# Crab Dip



## Constance (Aug 25, 2005)

1 6-1/2 oz can crab meat OR 1 8 oz pkg imitation crab
3/4 cup butter, softened
8 oz cream cheese, softened
2 eggs
1/2 onion, finely chopped
1/2 lemon, juiced
1 tsp worchestershire sauce
1 tsp granulated garlic
dash tobasco sauce
paprika

Mix all together. Put in lightly butter 9x13" pan. Dust with paprika. Bake 30-45 minutes at 350 degrees till lightly browned.
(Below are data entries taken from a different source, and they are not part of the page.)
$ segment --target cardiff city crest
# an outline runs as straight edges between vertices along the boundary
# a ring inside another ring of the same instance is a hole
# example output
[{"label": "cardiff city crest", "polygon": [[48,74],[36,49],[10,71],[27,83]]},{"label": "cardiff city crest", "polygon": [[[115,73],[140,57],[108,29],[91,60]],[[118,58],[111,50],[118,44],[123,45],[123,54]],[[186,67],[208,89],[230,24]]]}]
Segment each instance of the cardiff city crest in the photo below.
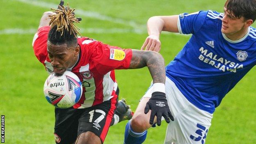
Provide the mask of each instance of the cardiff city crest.
[{"label": "cardiff city crest", "polygon": [[236,53],[236,57],[240,62],[245,60],[247,57],[248,55],[245,51],[239,50]]}]

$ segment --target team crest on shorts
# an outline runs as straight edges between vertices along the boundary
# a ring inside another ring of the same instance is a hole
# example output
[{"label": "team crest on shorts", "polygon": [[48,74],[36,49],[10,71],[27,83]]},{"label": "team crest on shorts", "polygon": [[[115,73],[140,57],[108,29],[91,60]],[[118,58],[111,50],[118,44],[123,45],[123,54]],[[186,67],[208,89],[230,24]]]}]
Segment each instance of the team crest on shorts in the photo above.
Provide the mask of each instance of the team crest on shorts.
[{"label": "team crest on shorts", "polygon": [[57,143],[60,142],[60,137],[56,133],[54,133],[54,134],[55,141]]},{"label": "team crest on shorts", "polygon": [[85,80],[89,80],[93,77],[93,73],[89,71],[84,71],[81,73],[81,76]]},{"label": "team crest on shorts", "polygon": [[244,61],[248,57],[248,54],[245,51],[239,50],[236,53],[236,58],[240,62]]},{"label": "team crest on shorts", "polygon": [[125,53],[122,50],[110,48],[110,59],[121,61],[125,57]]}]

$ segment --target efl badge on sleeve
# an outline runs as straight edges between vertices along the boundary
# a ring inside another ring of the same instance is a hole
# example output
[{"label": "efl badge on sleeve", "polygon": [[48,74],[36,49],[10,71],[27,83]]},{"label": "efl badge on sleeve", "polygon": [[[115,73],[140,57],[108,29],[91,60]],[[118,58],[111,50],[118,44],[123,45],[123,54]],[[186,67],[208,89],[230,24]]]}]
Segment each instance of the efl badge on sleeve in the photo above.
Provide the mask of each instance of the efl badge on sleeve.
[{"label": "efl badge on sleeve", "polygon": [[110,48],[110,59],[121,61],[125,57],[125,53],[122,50],[117,49]]},{"label": "efl badge on sleeve", "polygon": [[245,51],[239,50],[236,53],[236,57],[240,62],[245,61],[248,55]]}]

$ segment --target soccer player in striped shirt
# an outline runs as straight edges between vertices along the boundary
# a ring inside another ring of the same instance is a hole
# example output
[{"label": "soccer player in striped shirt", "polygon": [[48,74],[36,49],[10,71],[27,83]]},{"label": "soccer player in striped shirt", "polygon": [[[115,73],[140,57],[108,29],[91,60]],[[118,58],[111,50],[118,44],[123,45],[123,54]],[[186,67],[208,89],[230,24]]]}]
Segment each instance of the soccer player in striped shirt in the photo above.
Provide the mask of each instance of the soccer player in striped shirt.
[{"label": "soccer player in striped shirt", "polygon": [[[123,49],[77,37],[79,32],[73,23],[81,19],[75,17],[74,9],[68,5],[65,8],[63,3],[61,1],[54,12],[44,13],[32,43],[36,56],[48,72],[62,75],[70,71],[82,84],[82,98],[73,107],[55,108],[56,143],[103,143],[117,103],[114,69],[147,66],[154,83],[148,109],[158,117],[164,116],[167,122],[169,118],[173,119],[165,97],[162,57],[155,52]],[[155,105],[158,102],[165,106],[157,108]]]},{"label": "soccer player in striped shirt", "polygon": [[[162,31],[192,35],[166,68],[166,96],[174,121],[165,144],[204,144],[213,114],[222,98],[256,64],[256,0],[228,0],[224,13],[208,10],[149,19],[142,50],[158,52]],[[141,144],[149,114],[151,89],[126,126],[124,143]],[[159,117],[158,118],[159,118]]]}]

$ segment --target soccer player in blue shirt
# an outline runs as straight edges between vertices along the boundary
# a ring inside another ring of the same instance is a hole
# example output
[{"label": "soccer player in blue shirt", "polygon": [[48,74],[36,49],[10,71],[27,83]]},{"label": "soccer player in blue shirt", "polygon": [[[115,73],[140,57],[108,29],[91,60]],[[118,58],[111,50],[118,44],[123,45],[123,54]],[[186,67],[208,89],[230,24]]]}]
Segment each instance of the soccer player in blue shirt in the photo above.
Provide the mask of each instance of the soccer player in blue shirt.
[{"label": "soccer player in blue shirt", "polygon": [[[162,31],[192,34],[166,68],[166,97],[174,121],[168,125],[165,144],[204,144],[215,107],[256,64],[256,29],[251,26],[256,0],[227,0],[224,10],[153,16],[148,21],[149,36],[142,50],[158,52]],[[155,123],[155,119],[149,123],[150,112],[144,114],[151,89],[126,125],[125,144],[142,143]]]}]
It should still be a little wiggly when you take it out of the oven. 

Serve with Ritz or other crackers.


----------



## kadesma (Aug 25, 2005)

This is one I gotta make and soon   Thank you Constance...

kadesma


----------



## Constance (Aug 26, 2005)

You'll like it Kadesma...I always bring home an empty pan when I take it someplace.


----------



## mugsy27 (Aug 26, 2005)

any reccomendation on what to dip in this dip?


----------



## PA Baker (Aug 26, 2005)

Constance's recipe says to serve with Ritz crackers or other crackers.  I bet pita chips would be good dipped in it too.


----------



## mudbug (Aug 26, 2005)

Sorry, I would have to just dip my fingers in!


----------



## Constance (Aug 26, 2005)

That's how we get the last of the dip out of the pan, Mudbug!

I think pita crisps would be good, PA...might be good scooped up with celery sticks too. 
If you should happen to have a little left over, put it in your omelet the next morning. Talk about good!


----------